Cold Shop Safety

  • Eye protection must be worn AT ALL TIMES in the Cold Shop.
  • CAUTION: BROKEN GLASS IS SHARP! Molten glass can be scary, but broken glass is far more dangerous. The human nervous system will instantaneously pull away from a hot surface, often involuntarily. So, it’s nearly impossible to continue to burn yourself with hot glass. Most burns in the Hot Shop are superficial at worst. By contrast broken glass can cut you. Cuts cause bleeding—which opens the body to infection—and can cause the victim to faint from the mere sight of blood, causing far worse injury from a fall onto a concrete floor. Moreover, cuts can occur on major arteries and put the victim in danger of bloodloss. Therefore, great care should be taken when working with cold glass.
  • NEVER Cold Work while tired or sick.
  • NEVER Cold Work alone (there should at very least be someone in the Hot Shop).
  • NEVER startle someone that is Cold Working.
  • Hearing protection MUST be worn whenever any equipment is in use in the Cold Shop.
    • Ear plugs are located on top of the Cold Shop Cabinet.

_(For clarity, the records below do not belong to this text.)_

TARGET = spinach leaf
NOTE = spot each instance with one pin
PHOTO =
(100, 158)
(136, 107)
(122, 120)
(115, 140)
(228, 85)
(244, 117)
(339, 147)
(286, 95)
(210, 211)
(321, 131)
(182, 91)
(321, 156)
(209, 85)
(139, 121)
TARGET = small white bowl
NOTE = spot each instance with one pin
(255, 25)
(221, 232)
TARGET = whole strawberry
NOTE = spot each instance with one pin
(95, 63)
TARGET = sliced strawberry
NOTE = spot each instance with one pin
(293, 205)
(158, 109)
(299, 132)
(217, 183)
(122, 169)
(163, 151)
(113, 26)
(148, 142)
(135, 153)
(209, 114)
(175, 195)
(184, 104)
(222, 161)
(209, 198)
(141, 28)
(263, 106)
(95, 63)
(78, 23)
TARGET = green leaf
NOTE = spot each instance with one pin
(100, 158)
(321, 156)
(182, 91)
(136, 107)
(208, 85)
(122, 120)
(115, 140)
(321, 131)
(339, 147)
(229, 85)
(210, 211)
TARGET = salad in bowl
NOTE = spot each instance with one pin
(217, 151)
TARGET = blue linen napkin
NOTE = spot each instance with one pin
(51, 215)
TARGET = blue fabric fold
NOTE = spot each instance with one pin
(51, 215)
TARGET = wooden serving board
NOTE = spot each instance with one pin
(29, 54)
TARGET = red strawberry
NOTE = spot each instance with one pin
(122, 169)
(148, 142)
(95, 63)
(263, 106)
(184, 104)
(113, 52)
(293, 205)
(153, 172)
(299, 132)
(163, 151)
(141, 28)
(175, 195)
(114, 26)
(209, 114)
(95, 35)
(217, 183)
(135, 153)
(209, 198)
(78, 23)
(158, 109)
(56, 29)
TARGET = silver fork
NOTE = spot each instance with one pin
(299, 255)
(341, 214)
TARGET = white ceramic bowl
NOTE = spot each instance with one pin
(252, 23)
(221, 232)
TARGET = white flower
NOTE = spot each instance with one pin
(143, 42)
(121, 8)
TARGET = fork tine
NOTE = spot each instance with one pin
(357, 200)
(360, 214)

    • Earmuffs can be found hanging throughout the Cold Shop, and should remain next to appropriate equipment on designated hangers. (e.g. Next to the Diamond Saw(s), Belt Sander and Sand Blaster(s).

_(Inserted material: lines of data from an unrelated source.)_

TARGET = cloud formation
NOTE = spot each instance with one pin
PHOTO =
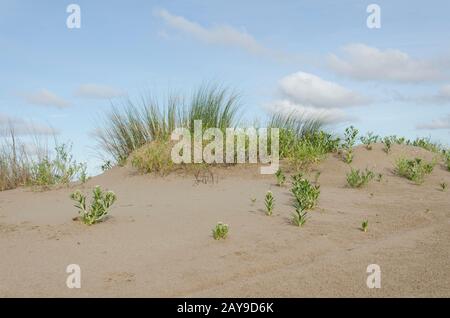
(22, 127)
(362, 62)
(441, 123)
(97, 91)
(44, 97)
(308, 96)
(219, 35)
(311, 90)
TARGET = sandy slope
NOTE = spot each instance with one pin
(158, 240)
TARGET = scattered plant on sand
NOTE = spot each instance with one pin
(349, 141)
(365, 226)
(100, 204)
(305, 198)
(357, 178)
(220, 231)
(414, 170)
(269, 202)
(387, 145)
(281, 178)
(369, 140)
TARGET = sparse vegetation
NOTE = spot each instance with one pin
(349, 141)
(100, 204)
(220, 231)
(365, 226)
(23, 164)
(414, 170)
(269, 202)
(305, 198)
(281, 178)
(369, 139)
(387, 145)
(357, 178)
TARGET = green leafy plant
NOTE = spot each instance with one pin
(379, 177)
(281, 178)
(387, 145)
(414, 170)
(349, 141)
(369, 139)
(269, 202)
(299, 217)
(100, 204)
(220, 231)
(357, 178)
(365, 226)
(305, 194)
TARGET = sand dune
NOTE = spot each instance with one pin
(157, 241)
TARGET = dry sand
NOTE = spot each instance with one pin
(157, 242)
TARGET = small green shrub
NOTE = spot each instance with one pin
(281, 178)
(414, 170)
(220, 231)
(306, 195)
(357, 178)
(387, 145)
(299, 217)
(349, 141)
(61, 170)
(369, 139)
(447, 160)
(269, 202)
(100, 204)
(365, 226)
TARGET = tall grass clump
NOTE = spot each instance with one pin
(31, 164)
(133, 125)
(302, 140)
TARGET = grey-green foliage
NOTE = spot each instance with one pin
(99, 206)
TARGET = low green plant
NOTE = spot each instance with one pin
(369, 140)
(220, 231)
(379, 177)
(365, 226)
(306, 195)
(349, 141)
(414, 170)
(357, 178)
(61, 170)
(100, 204)
(281, 178)
(299, 217)
(447, 160)
(387, 145)
(269, 202)
(106, 166)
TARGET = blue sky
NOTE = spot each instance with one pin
(318, 58)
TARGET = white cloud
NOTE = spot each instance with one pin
(220, 35)
(46, 98)
(22, 127)
(441, 123)
(312, 91)
(289, 108)
(97, 91)
(363, 62)
(308, 96)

  • Dust masks or respirators should be worn whenever there is airborne glass dust.
    • When using: Diamond Saw(s), pneumatic Die-Grinders, Belt Sanders and Sand Blasters.
  • Be cautious of wet floors! Almost all equipment in the Cold Shop uses water. This means that the floors are very often wet and can be slippery. Caution should be used anytime you are working in or moving through the Cold Shop. In event of excess water, please squeegee water into nearest drain immediately! Squeegees can be found hanging throughout the Cold Shop. Mop up water residue with mop.

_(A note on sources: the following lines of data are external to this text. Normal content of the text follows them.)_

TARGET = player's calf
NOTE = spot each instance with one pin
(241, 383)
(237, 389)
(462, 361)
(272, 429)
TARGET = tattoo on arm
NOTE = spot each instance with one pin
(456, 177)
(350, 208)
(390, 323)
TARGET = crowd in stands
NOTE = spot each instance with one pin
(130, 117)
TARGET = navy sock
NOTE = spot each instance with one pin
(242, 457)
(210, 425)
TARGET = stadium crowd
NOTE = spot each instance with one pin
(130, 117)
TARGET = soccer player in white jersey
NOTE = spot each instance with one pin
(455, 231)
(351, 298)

  • Clean and remove ALL GLASS DUST! Cold Working equipment grinds glass to create a tenacious dust that is composed mostly of amorphous silica. This dust can be invisible when wet but obvious as a white film when dry. Although less dangerous than crystalline silica, Amorphous Silica dust is a classified as Hazardous Substance and is controlled by OSHA guidelines. All glass/silica dust must be cleaned off all surfaces after each use of any machine or work area! Failure to do so will result in docking of Participation Grade and (if it continues) revoking of access to Cold Shop.

Never use equipment you have not be trained on or feel uncomfortable with.


  • Amorphous Silica: is essentially melted glass. The melting process changes the regular crystalline structure of Crystalline Silica into an irregular structure. This structure seems to make all the difference as far as health concerns go, because the “closed” structure of melted glass means that it won’t stick to lung tissue the way Crystalline Silica does. [NOTE: the full health risks of Amorphous Silica have NOT been assessed, and preliminary finding in animals suggest that it can cause severe respiratory complications, but that these were somewhat reversible. There are no findings that suggest Amorphous Silica is a carcinogen or will cause Silicosis. However, there are no conclusive findings that prove this form of silica is fully safe, so safety precautions should be instituted.]